Prima un breve antefatto storico. Per gran parte del diciannovesimo secolo, l’immunità alla febbre gialla ha diviso le persone a New Orleans, in Louisiana, tra gli “acclimatati” che erano sopravvissuti alla febbre gialla e i “non acclimatati”, che non avevano avuto la malattia. La mancanza di immunità imponeva chi poteva sposare, dove potevano lavorare e, per quelli costretti alla schiavitù, quanto valessero.
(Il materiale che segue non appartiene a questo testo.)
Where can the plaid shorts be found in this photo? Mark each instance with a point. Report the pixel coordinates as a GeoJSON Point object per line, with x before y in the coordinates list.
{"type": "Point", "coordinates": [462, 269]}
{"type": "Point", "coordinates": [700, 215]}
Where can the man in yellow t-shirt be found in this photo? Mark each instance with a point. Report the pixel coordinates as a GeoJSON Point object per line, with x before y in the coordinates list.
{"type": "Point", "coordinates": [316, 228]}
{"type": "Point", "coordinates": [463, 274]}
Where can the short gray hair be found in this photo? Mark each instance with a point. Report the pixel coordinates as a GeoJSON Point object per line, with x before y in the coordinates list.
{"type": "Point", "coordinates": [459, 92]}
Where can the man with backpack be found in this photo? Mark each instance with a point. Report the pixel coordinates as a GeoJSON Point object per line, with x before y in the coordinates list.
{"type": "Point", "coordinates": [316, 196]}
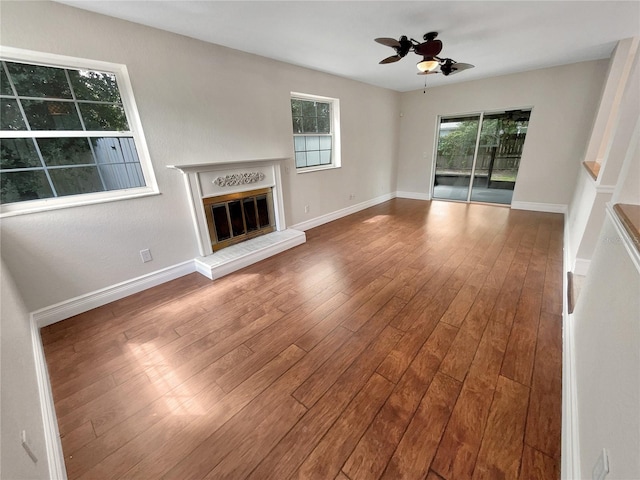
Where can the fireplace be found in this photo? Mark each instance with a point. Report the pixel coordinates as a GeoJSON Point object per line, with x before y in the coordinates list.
{"type": "Point", "coordinates": [238, 213]}
{"type": "Point", "coordinates": [237, 217]}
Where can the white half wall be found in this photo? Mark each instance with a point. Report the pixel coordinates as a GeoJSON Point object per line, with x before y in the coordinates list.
{"type": "Point", "coordinates": [564, 100]}
{"type": "Point", "coordinates": [607, 357]}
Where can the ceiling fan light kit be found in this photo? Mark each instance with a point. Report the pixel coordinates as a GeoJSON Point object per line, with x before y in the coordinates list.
{"type": "Point", "coordinates": [428, 64]}
{"type": "Point", "coordinates": [428, 50]}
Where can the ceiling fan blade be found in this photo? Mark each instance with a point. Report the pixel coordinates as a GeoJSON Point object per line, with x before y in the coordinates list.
{"type": "Point", "coordinates": [391, 59]}
{"type": "Point", "coordinates": [459, 67]}
{"type": "Point", "coordinates": [389, 42]}
{"type": "Point", "coordinates": [430, 48]}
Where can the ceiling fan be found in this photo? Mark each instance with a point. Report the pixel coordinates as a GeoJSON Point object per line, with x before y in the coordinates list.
{"type": "Point", "coordinates": [428, 50]}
La presunta immunità concentrò il potere politico ed economico nelle mani della ricca élite e costituì un’arma per giustificare la supremazia bianca.
Qualcosa di simile potrebbero rappresentare, per alcuni governi, i “passaporti di immunità”. Da una parte un tentativo positivo, forse utopico, per invertire la catastrofe economica della pandemia di Covid-19. Dall’altra, un possibile tentativo negativo di disegnare un futuro dispotico, forse distopico, per alcune aree dell’umanità.
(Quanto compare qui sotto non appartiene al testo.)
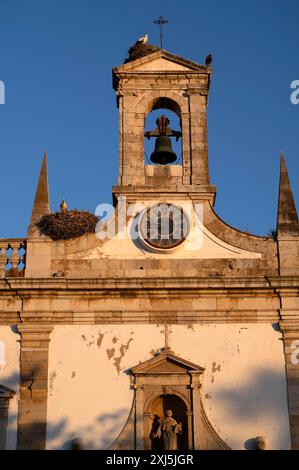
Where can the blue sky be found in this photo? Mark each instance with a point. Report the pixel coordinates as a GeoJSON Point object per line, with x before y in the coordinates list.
{"type": "Point", "coordinates": [56, 58]}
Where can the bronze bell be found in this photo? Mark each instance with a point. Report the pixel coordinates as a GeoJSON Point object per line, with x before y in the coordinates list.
{"type": "Point", "coordinates": [163, 153]}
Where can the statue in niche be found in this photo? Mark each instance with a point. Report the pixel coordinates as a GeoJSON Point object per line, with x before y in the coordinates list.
{"type": "Point", "coordinates": [167, 431]}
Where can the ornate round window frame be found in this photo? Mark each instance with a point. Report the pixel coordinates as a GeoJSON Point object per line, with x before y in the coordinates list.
{"type": "Point", "coordinates": [163, 227]}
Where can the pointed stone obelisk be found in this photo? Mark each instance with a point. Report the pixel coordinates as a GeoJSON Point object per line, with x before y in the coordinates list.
{"type": "Point", "coordinates": [287, 218]}
{"type": "Point", "coordinates": [41, 203]}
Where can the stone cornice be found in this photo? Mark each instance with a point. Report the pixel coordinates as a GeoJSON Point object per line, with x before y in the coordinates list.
{"type": "Point", "coordinates": [162, 283]}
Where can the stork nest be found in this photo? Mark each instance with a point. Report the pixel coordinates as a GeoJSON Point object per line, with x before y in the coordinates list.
{"type": "Point", "coordinates": [140, 50]}
{"type": "Point", "coordinates": [67, 224]}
I fatti. Il 24 aprile, l’Organizzazione mondiale della salute (OMS) ha messo in guardia contro il rilascio di passaporti immunitari perché la loro accuratezza non poteva essere garantita. Ha affermato l’OMS che: “Attualmente non ci sono prove che le persone che si sono riprese da Covid-19 e hanno anticorpi siano protette da una seconda infezione”. Tuttavia, l’idea viene lanciata negli Stati Uniti, in Germania, nel Regno Unito e in altre Nazioni. La Cina ha già introdotto controlli sanitari virtuali, tracciabilità dei contatti e codici QR digitali per limitare il movimento delle persone. I risultati dei test anticorpali potrebbero essere facilmente integrati in questo sistema. E il Cile afferma che intende rilasciare “certificati medici” con validità di tre mesi alle persone che si sono riprese dalla malattia.
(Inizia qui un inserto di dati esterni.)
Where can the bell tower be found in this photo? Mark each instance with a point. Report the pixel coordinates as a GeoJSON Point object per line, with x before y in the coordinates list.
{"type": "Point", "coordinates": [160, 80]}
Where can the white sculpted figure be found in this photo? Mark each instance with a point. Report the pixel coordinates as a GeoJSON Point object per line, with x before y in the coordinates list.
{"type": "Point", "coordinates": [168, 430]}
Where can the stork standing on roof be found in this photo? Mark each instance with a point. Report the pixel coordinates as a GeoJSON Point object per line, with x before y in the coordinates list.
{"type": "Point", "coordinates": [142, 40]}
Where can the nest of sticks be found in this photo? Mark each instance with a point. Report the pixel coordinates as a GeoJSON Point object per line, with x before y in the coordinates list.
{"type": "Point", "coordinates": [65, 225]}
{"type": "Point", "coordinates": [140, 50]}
Ma quanto questi documenti obbligatori individuali basati sulla biologia dell’individuo sono una salvaguardia per la salute pubblica o rappresentano una premessa per limitare i diritti umani, aumentare la discriminazione e minacciare – piuttosto che proteggere – la salute pubblica? Una domanda che cominciano a porsi molti, anche scienziati e ricercatori. Di qui i dieci punti di Nature, tra problemi pratici e obiezioni etiche.
Primo. L’immunità Covid-19 è possibile o è un mistero?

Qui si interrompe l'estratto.